Dal J. answered • 04/01/15

Expert Instructor in Complex Subjects and Public Speaking

Okay, this one is easiest if you put real numbers to it, and make a table.

Let's say there are 400 students total. I picked this number because all of both sets of percentages are in 5% increments. As long as the number of students in each class are divisible by 20, they will give an even whole number of students planning med school. To guarantee an even multiple of 20 in the each class, given the classes are 5% increments, you multiply by 20 again and get 400 as your total in the class. 4000 or 100,000 would work too, but 400 is the minimum.

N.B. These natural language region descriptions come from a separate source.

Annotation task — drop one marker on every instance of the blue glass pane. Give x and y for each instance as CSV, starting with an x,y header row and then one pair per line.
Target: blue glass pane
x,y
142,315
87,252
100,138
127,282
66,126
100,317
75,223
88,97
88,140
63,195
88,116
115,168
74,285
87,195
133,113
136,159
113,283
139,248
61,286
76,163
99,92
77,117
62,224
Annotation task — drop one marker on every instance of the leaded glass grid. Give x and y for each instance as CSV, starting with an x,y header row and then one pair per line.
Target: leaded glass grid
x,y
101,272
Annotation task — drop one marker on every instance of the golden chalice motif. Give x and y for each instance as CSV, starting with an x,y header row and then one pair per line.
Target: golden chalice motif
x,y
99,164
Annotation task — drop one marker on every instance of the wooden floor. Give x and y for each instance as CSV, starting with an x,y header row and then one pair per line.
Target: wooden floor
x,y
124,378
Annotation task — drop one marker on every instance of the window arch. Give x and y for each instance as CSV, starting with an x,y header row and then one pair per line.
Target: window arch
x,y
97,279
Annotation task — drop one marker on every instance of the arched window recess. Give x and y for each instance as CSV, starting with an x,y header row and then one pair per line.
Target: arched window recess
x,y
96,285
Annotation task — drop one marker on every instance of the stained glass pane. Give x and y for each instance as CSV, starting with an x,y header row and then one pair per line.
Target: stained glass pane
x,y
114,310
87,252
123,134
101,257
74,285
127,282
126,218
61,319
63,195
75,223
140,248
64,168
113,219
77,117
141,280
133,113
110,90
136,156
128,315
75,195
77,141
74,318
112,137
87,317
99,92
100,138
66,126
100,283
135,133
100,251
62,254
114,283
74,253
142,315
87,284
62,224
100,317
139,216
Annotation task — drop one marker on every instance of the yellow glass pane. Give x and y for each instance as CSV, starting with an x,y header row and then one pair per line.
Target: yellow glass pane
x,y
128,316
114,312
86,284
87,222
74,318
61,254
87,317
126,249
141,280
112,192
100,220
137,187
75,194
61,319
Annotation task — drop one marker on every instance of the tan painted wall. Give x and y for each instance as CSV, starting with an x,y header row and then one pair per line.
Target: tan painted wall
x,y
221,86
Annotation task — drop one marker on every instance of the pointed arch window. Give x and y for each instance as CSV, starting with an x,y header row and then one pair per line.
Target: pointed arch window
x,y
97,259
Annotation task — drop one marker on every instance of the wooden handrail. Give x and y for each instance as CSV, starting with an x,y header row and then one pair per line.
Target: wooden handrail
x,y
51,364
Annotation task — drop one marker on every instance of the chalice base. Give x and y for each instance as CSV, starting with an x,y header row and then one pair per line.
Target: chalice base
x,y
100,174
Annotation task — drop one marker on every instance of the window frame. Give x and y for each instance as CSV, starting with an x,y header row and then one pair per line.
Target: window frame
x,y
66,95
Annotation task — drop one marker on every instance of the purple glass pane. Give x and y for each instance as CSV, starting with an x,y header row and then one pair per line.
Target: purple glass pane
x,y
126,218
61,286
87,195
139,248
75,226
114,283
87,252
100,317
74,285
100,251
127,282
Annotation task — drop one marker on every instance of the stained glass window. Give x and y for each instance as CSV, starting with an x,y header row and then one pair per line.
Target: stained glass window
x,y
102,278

Freshmen = 40% * 400 = 160

Med school yes = 50% * 160 = 80,

No is 160 -80 = 80

Sophomore = 15% * 400 = 60

Med School yes = 35% * 60 = 21,

No is 60 - 21 = 39

Junior = 10% * 400 = 40

Med School Yes = 20% * 40 = 8

No = 40 - 8 = 32

Senior = 35% * 400 = 140

Med school yes = 25% * 140 = 35,

No = 140 - 35 = 105

Make a table like this (hard to line up right on this forum) then add a total line at the bottom

FR 160 80 80

SO 60 21 39

JU 40 8 32

SE 140 35 105

TO 400 144 256

FR 160 80 80

SO 60 21 39

JU 40 8 32

SE 140 35 105

TO 400 144 256

The answer to the first problem is to add up all the students that plan to go to med school (144), then divide by the total number of students in the school (400).

The answer to the second question is to divide the number of freshman who plan to go to medical school (80) by the total number of students who plan to go to medical school (144). This is because, if we've already picked a student who plans to go to medical school, he must be one of those 144 students, and 80 of them are freshmen.

You could have done the entire problem with percentages, and it would have come out the same, but I find that using whole numbers makes it easier to grasp. Thus, I gave you the key to picking the original number of students to use.